–By Dr Yugank Goyal, Associate Professor, Jindal School of Liberal Arts & Humanities
Eleven-year-old Santoshi Kumari died of starvation in Jharkhand’s Simdega district this month. Her ration card was not Aadhaar card-linked, preventing her from receiving any food ration from the Public Distribution System (PDS) for several weeks. Many of us cringed on reading the news. The resulting politicisation of the debate and the cacophony of who is at fault reminds us again of the hopelessness in public discourse.
A fresh, young mind has been left baffled by this. Why did the PDS dealer not give some food to a dying girl? How difficult can it be? An ‘old’ mind understands. If the paperwork isn’t right, what can the dealer do?
Thinking like a catalogue
Our society runs on paperwork. Bureaucracy came into being after the birth of scripts in ancient civilisation. When a large amount of administrative data was created, a system was needed to retrieve the stored knowledge, which gave rise to archiving, cataloguing and classifying. More than writing, it was this method of retrieval that led to efficiency. Archaeologists discover new scripts every decade, but what sets the Sumerians, Chinese and Egyptians apart were their investments in building ways of cataloguing, says historian Yuval Noah Harari in his book Sapiens.
In our brains, data are organised freely. In libraries, banks and offices, we need librarians, clerks and accountants to organise data. In time, this leads people to be reprogrammed to start thinking like machines, reading and retrieving data, rather than thinking like humans. Modern debates of objectivity make our obsession with paperwork even more brutal. Discretion and free thought are peripheral while forms and filing cabinets become central.

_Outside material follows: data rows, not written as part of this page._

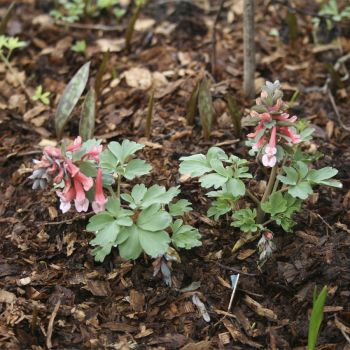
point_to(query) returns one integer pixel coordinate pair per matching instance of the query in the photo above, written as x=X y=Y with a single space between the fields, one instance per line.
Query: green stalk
x=12 y=71
x=268 y=190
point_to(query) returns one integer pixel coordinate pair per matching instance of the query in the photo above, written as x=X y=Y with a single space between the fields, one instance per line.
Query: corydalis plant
x=75 y=169
x=276 y=142
x=144 y=220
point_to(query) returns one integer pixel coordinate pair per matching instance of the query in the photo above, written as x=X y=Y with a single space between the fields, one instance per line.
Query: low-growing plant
x=79 y=46
x=277 y=145
x=144 y=220
x=41 y=95
x=71 y=11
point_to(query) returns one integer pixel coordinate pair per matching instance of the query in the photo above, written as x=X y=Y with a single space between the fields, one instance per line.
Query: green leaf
x=316 y=318
x=291 y=177
x=101 y=252
x=88 y=115
x=192 y=105
x=113 y=207
x=236 y=187
x=180 y=207
x=108 y=161
x=301 y=190
x=153 y=219
x=158 y=195
x=185 y=236
x=131 y=247
x=196 y=165
x=219 y=208
x=214 y=180
x=123 y=151
x=205 y=107
x=88 y=168
x=155 y=244
x=106 y=235
x=136 y=167
x=245 y=220
x=99 y=221
x=276 y=204
x=319 y=175
x=70 y=98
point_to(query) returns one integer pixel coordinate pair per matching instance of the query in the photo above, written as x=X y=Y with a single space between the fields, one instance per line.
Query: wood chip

‘Cabinetisation’ of the world
All this took a strong hold rather late in history. With economies growing, this transformation was inevitable. In his book Cubed, Nikil Saval gives us a fascinating account of how all-purpose clerks, who ran most organisations in the U.S. until the late 19th century, were transformed under the spell of a specialisation drive, largely influenced by the ideas of Frederick Taylor. In his book, The Utopia of Rules: On Technology, Stupidity and the Secret Joys of Bureaucracy, David Graeber writes of how the bureaucracy encourages cultivating helpless stupidity in both state and people. Ken Loach’s recent film, I, Daniel Blake, tells a horrific tale of a helpless plumber trying in vain to work through the bureaucracy to get welfare benefits. The Taipei Biennial 2016 expressed how bureaucracies have informed the imagination.
As opaque pieces of paper with signatures and seals take hold of our world, pain becomes linear and voiceless. Yet, this has worked out rather efficiently in the West. Societies run by clocks, computer commands and as queues waiting for their numbers to be displayed on the board. Regardless of the horrors, the trading of emotions for the order and regularity of bureaucratic life has paid off in the rich countries. The question is this: why hasn’t it worked in poor societies? And how can it?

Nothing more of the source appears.